Senin, 06 Januari 2014

Masalah sosial Money-politics sebagai kontrak sosial


Money-politics sebagai kontrak sosial   


Seorang bupati yang baru dilantik, pernah menggerutu di hadapan stafnya ketika harus menerima serombongan masyarakat yang berdemonstrasi kekantornya. “… wah apa apa-an lagi nih,… kan … semua mereka … sudah saya bayar … lunas …!” Sang Bupati ini merasa sesudah semua kewajibannya dalam “money politics” terbayar  sebelum dia terpilih, maka sesudah  dilantik, kewajiban (kontrak)-nya kepada pemilihnya dianggapnya telah berakhir pula. 

Kalau dia harus membangun masyarakat di daerah itu nanti, dianggapnya pembangunan itu hanya sebagai sebuah proyek yang akan mengembalikan investasi yang telah ditanamnya dalam bentuk “money” politik tadi. Itulah persisnya sebuah kontrak “money” politik. Begitu juga dengan para anggota DPR (Pusat, tingkat I dan II) yang terpilih dengan kontrak “money politics,” setelah dia terpilih dan dilantik, maka hubungan dengan masyarakat pemilihnya selesai pula. Sebab itu, banyak anggota DPR yang merasa tidak punya tanggung jawab moral, turut berduka atau terpanggil untuk membantu, ketika masyarakat pemilihnya sedang dilanda musibah, seperti banjir bandang, tsunami atau di sapu abu dan lahar panas letusan gunung merapi. 

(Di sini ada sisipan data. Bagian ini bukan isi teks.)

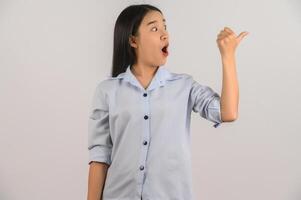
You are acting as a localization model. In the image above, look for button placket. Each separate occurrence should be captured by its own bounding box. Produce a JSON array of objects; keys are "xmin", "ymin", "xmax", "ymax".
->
[
  {"xmin": 138, "ymin": 91, "xmax": 151, "ymax": 197},
  {"xmin": 142, "ymin": 92, "xmax": 148, "ymax": 147}
]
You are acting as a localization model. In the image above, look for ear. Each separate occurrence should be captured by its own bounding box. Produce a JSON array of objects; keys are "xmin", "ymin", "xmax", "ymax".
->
[{"xmin": 129, "ymin": 35, "xmax": 138, "ymax": 48}]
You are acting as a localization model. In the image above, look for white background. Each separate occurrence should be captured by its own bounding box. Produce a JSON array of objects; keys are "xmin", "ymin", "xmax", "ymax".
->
[{"xmin": 0, "ymin": 0, "xmax": 300, "ymax": 199}]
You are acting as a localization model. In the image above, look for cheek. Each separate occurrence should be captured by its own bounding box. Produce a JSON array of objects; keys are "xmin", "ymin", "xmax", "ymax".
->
[
  {"xmin": 141, "ymin": 35, "xmax": 158, "ymax": 49},
  {"xmin": 147, "ymin": 41, "xmax": 160, "ymax": 57}
]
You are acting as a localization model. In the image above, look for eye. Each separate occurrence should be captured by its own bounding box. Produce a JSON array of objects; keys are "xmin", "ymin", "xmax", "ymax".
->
[
  {"xmin": 151, "ymin": 25, "xmax": 167, "ymax": 32},
  {"xmin": 151, "ymin": 27, "xmax": 158, "ymax": 31}
]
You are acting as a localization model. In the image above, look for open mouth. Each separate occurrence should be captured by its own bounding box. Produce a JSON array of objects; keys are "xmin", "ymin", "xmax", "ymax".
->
[{"xmin": 161, "ymin": 44, "xmax": 169, "ymax": 56}]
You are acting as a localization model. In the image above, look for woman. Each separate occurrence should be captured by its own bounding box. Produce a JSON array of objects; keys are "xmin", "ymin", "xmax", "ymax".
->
[{"xmin": 87, "ymin": 3, "xmax": 248, "ymax": 200}]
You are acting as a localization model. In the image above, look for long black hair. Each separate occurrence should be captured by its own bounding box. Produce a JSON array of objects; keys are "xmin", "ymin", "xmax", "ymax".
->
[{"xmin": 111, "ymin": 4, "xmax": 162, "ymax": 77}]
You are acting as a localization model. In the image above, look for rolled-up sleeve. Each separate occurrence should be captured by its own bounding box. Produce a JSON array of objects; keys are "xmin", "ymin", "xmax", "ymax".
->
[
  {"xmin": 88, "ymin": 83, "xmax": 113, "ymax": 165},
  {"xmin": 189, "ymin": 77, "xmax": 223, "ymax": 128}
]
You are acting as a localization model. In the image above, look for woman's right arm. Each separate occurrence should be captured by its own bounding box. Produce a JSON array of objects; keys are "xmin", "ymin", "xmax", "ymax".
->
[{"xmin": 87, "ymin": 161, "xmax": 110, "ymax": 200}]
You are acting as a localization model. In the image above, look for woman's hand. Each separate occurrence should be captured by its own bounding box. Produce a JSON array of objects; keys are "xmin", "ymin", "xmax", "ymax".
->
[{"xmin": 216, "ymin": 27, "xmax": 249, "ymax": 57}]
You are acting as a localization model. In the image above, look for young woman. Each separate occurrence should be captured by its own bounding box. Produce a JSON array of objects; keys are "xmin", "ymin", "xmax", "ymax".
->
[{"xmin": 87, "ymin": 4, "xmax": 248, "ymax": 200}]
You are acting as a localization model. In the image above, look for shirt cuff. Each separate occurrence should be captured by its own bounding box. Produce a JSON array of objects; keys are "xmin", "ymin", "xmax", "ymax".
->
[{"xmin": 88, "ymin": 145, "xmax": 112, "ymax": 165}]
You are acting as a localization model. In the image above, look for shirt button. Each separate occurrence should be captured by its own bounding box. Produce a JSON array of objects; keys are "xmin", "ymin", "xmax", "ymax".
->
[
  {"xmin": 143, "ymin": 93, "xmax": 147, "ymax": 97},
  {"xmin": 143, "ymin": 140, "xmax": 147, "ymax": 145},
  {"xmin": 144, "ymin": 115, "xmax": 148, "ymax": 120},
  {"xmin": 140, "ymin": 165, "xmax": 144, "ymax": 170}
]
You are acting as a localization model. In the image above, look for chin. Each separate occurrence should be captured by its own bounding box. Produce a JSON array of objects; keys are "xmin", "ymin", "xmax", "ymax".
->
[
  {"xmin": 161, "ymin": 61, "xmax": 167, "ymax": 66},
  {"xmin": 152, "ymin": 57, "xmax": 167, "ymax": 67},
  {"xmin": 159, "ymin": 59, "xmax": 168, "ymax": 66}
]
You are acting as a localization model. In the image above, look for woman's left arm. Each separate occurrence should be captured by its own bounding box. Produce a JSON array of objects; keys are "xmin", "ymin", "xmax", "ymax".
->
[{"xmin": 216, "ymin": 27, "xmax": 249, "ymax": 122}]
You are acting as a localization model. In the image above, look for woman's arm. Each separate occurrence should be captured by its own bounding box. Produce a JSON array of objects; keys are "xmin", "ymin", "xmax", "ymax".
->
[
  {"xmin": 220, "ymin": 54, "xmax": 239, "ymax": 121},
  {"xmin": 87, "ymin": 162, "xmax": 110, "ymax": 200},
  {"xmin": 216, "ymin": 27, "xmax": 249, "ymax": 121}
]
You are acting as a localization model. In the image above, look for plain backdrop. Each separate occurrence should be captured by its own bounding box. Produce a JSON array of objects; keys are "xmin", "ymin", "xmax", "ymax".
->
[{"xmin": 0, "ymin": 0, "xmax": 300, "ymax": 199}]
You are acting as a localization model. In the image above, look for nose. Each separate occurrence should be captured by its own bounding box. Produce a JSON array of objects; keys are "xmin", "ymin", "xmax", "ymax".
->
[{"xmin": 161, "ymin": 31, "xmax": 169, "ymax": 41}]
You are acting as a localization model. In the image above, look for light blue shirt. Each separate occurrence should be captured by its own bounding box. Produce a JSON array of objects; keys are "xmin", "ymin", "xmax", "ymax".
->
[{"xmin": 88, "ymin": 64, "xmax": 223, "ymax": 200}]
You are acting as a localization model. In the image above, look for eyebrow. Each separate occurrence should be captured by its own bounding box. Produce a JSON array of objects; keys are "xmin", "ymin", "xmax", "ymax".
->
[{"xmin": 147, "ymin": 19, "xmax": 166, "ymax": 26}]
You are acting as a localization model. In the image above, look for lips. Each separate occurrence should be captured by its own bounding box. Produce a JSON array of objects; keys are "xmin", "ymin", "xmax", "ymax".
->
[{"xmin": 161, "ymin": 43, "xmax": 169, "ymax": 56}]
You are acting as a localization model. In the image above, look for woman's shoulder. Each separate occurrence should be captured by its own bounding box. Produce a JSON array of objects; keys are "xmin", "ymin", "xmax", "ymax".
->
[
  {"xmin": 167, "ymin": 71, "xmax": 192, "ymax": 82},
  {"xmin": 93, "ymin": 77, "xmax": 118, "ymax": 94}
]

Dianggapnya kontrak “money” politik-nya telah lama berakhir, “it’s finish! Yee, finished!” Karena itu, dia juga heran mengapa ketika dia harus “begadang” (studi banding) keluar negeri masih dihubung-hubungkan dengan musibah segala. “Jika ada musibah, ya itu kan sudah nasib mereka. Kalau takut dilamun ombak, ha … jangan berumah di tepi pantai! Jelaskan? Kita harus rasional, tahu diri …!” dan seterusnya, dan seterusnya …. Komentar seperti ini secara spontan dapat muncul dari anggota-anggota DPR kita yang terhomat itu.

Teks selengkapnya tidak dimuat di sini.